Submitted by Dawn on Sat, 12/29/2012 - 15:21
This series of ECGs was obtained from a 60-year-old man who was involved in a one-car accident. He sustained no injuries, but his blood alcohol level was far above the legal limit for intoxication at over 300 mmol/L. ECG No. 1 shows the ECG obtained by paramedics in the field, which they incorrectly interpreted to be atrial fibrillation. No medication was given. The ER physician obtained ECG No. 2, and considered sinus tachycardia as the diagnosis, but also, because of the fast rate and the fact that the rate had not changed for at least 15 minutes, he considered SVT or atrial flutter with 2:1 conduction.
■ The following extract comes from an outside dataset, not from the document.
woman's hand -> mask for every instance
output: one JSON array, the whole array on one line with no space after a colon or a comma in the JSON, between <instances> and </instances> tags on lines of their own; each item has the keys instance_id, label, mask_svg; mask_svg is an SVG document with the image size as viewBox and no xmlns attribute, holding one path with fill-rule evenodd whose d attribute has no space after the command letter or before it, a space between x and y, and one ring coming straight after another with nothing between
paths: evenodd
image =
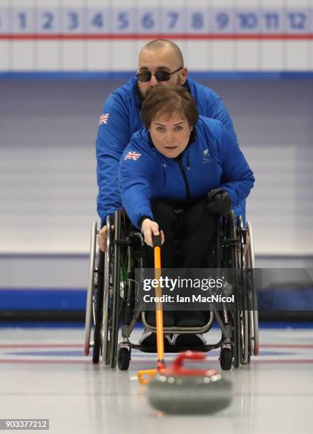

The ERP administered diltiazem (Cardizem) to the patient, which resulted in ECG No. 3. The transition to the slower rate was not captured on rhythm strips, but the nurse's notes showed a gradual change over 15 minutes from a rate of 160 to 105/min.
Usually, on the Instructors' Collection ECGs, we like to give the "answer". In this case, however, there will undoubtedly be some discussion regarding what went on. This discussion can be useful if you are teaching intermediate to advanced students. Questions to consider: 1) Is the fast rhythm an SVT and, if so, which one? 2) Is it sinus tachycardia and, if so, what are the effects of the car accident and the alcohol? 3) Is the left anterior fascicular block relevant? (Criteria are left axis deviation, slightly widened QRS complex at 110 ms, no other obvious reason for the axis deviation). 4) Is the ST elevation in the inferior wall during the tachycardia a sign of acute M.I.? The patient was lost to followup, so it is not known whether the ST changes were investigated. Note the flat ST segment and inverted T waves in V1 during the tachycardia that resolve when the rate decreases.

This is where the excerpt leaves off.